English

Arrest of workers continues as

South Korean president releases rival's wealthy son

Despite widespread public opposition, South Korea's President Kim Dae Jung used his presidential powers last weekend to pardon Kim Hyun Chul, the convicted son of the country's former president Kim Young Sam, who left office at the end of 1997.

Kim junior was arrested on corruption charges in 1997 as part of a broader scandal involving several leading businessmen. Evidence at his trial in the District and Appeals Court revealed that between 1993 and 1996, while his father was still in office, he had accepted 6.6 billion won (about $US5 million) in bribes from six businessmen in exchange for “government favours”.

Even though he was sentenced to three years jail and ordered to pay a 1.57 billion won fine, he was released in November 1997 on bail for “health reasons” after serving only six months. In July this year the Supreme Court commuted the sentence to just two years.

While not fully restoring Kim Hyun Chul's civil rights, the presidential pardon wipes out the remaining one-and-half year jail term. He will only be obliged to pay the outstanding fine. As well, about $US5.8 million remaining from his father's 1992 presidential election campaign fund will be handed over to the state.

Civil rights groups, angered by the decision, charge that Kim Dae Jung granted the pardon, for “overt political reasons”, namely to persuade his former presidential rival, Kim Young Sam, to tone down his strident criticisms of the present government. Suspicions that some kind of behind-the-scenes deal had been struck, were heightened when Kim Hyun Chul, confident that a pardon was forthcoming, suddenly dropped his appeal to the Supreme Court to have his conviction overturned.

In an attempt to downplay the unpopular pardon, Kim Dae Jung granted it as part of the 54th National Liberation Day amnesty announced last weekend. National Liberation Day marks the end of Japanese colonial rule over the Korean peninsular.
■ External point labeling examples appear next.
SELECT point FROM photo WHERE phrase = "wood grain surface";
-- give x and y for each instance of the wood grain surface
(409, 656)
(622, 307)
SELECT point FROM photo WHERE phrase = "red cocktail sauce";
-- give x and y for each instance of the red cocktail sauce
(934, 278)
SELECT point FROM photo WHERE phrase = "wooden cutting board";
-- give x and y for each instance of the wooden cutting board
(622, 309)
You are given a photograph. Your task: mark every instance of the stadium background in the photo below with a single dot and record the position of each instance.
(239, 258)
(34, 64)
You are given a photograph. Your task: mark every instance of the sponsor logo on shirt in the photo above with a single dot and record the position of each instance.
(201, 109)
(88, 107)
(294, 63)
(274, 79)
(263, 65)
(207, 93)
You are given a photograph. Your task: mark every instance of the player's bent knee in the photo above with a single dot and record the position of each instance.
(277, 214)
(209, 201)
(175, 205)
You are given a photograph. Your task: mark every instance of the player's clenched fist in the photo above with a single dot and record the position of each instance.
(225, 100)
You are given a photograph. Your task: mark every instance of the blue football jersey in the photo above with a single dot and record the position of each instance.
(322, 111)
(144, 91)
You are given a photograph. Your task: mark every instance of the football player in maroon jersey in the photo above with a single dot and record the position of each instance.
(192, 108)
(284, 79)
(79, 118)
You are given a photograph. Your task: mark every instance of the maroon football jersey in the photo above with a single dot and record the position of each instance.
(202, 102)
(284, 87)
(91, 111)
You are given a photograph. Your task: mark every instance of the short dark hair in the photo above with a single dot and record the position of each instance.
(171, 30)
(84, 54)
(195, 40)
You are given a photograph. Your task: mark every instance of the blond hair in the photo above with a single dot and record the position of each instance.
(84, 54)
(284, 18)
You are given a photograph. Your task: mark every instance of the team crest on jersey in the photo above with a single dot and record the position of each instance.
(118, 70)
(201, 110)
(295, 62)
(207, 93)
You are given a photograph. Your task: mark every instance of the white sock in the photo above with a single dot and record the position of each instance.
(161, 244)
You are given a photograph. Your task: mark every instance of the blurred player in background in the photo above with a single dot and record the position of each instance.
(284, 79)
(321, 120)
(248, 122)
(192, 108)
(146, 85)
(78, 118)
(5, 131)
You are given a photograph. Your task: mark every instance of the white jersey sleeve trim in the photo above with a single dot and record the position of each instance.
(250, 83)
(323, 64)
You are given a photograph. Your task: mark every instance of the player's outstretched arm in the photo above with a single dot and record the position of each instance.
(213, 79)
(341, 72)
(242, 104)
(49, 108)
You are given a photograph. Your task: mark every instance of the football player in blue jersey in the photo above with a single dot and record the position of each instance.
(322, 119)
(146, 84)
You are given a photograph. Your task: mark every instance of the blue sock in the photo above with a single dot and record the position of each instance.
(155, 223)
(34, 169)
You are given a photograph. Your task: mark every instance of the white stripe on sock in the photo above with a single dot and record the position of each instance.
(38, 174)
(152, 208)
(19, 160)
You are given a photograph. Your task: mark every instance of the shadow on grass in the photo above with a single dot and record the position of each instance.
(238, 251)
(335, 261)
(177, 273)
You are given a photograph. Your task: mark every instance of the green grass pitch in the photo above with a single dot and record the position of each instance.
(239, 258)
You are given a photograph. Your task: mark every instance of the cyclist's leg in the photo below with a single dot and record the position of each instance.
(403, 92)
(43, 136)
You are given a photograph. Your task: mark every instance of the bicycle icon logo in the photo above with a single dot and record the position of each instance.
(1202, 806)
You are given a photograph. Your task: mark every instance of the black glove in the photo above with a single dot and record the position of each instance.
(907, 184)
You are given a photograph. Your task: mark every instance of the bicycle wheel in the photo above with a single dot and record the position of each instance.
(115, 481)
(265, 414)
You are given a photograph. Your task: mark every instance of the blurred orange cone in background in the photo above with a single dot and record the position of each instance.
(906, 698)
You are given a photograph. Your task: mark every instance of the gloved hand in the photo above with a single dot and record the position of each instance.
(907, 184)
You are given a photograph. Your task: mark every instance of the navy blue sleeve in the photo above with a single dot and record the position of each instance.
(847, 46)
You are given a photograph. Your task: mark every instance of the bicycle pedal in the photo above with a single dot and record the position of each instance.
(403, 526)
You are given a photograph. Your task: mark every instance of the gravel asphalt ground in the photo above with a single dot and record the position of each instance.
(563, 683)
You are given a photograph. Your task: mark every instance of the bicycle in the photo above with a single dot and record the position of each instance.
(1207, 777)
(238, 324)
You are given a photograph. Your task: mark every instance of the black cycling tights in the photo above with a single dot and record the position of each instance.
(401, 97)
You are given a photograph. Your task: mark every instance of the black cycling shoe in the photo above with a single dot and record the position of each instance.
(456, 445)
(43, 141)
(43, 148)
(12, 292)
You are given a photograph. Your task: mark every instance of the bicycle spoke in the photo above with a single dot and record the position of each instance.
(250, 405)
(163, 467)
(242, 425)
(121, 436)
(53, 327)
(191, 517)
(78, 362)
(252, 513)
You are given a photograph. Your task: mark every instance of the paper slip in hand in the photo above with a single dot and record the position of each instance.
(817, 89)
The “grand amnesty” will see the release of some 2,864 people from the country's prisons, including 800 labour, union and student activists and 300 other people who fell foul of the government's reactionary National Security Laws.

The government's kid-glove treatment of Kim Hyun Chul—a wealthy individual connected to the ruling political circle—stands in sharp contrast to that meted out to hundreds of workers and others whose only crime to defend their basic rights, jobs and working conditions.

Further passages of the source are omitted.